Perhaps acceptance of our common brokenness might be good for us? Perhaps its the road to hope?

Ancient wisdom

This morning I read the ancient story of Cain and Abel. I was struck by the enduring relevance of God’s warning to Cain (Genesis 4:7):

“Sin is crouching at your door; it desires to have you, but you must rule over it.”

This threat and challenge is a perpetual one.  Cain ignores the warning and murders his brother. History gives us no reason for optimism about the essential goodness of either individuals nor institutions.

Rather than being depressing or making us cynical, a humble acceptance of sin and brokenness is healthy and realistic. Its the fire alarm that wakes us to reality. It prepares and equips us to engage with the world as it really is.

8 thoughts on “The ironic consequences of believing we are good”

  1. Sorry I can find the article when I click on Read more of this post. It just gives me a message “Oops! That page can’t be found”

    Not sure whether the problem is at my end or yours.


    David Greenfield


  2. Excellent article Jon. The acceptance of our own brokenness – the sinful nature to a different phrase – is, perhaps, the start of humility. And with humility comes the acceptance of the Father’s love and for other people. Even if they don’t agree with everything we say!

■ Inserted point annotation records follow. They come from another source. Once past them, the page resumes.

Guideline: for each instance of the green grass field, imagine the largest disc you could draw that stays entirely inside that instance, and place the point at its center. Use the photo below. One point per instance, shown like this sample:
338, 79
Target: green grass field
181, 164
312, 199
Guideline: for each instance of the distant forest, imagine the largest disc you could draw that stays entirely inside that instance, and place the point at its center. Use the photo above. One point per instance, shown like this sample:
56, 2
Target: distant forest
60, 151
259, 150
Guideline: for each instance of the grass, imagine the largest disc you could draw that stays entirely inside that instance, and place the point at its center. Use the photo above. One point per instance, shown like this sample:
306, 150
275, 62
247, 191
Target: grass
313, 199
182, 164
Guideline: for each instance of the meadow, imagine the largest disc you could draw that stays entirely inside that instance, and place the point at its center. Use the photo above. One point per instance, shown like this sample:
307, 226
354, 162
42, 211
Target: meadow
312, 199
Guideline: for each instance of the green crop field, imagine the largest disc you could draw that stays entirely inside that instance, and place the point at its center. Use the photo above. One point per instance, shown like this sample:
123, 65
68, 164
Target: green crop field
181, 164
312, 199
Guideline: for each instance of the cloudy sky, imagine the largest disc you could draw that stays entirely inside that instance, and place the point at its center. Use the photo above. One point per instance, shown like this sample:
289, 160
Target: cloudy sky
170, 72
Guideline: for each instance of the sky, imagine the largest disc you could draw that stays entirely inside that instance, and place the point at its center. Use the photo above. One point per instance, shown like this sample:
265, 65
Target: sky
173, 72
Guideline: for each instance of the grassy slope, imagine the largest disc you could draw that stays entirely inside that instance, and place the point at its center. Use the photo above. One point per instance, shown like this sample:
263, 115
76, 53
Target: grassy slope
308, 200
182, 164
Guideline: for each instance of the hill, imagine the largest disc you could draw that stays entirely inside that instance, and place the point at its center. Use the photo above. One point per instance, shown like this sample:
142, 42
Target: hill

  3. I did not have enough space to include these comments from David Brooks but I thought these were particularly insightful words about politics:

    “Politics is about deliberating and finding solutions within diverse societies without killing each other…its about compromise and shades of grey most of the time and the practical business of passing legislation…

    If you are looking for spiritual meaning in that then you are twisting politics into something its not, you are twisting it into a cultural crusade, which is exactly what it has become. I am struck by how many people are addicted to politics but they don’t care about legislation…what they want is the cultural performance.”


  4. Belief in original goodness goes back to Rousseau and probably further, actually it is inherent in our fallenness… it is the danger inherent in the back to nature thought process. But nature is red in tooth and claw and is itself fallen.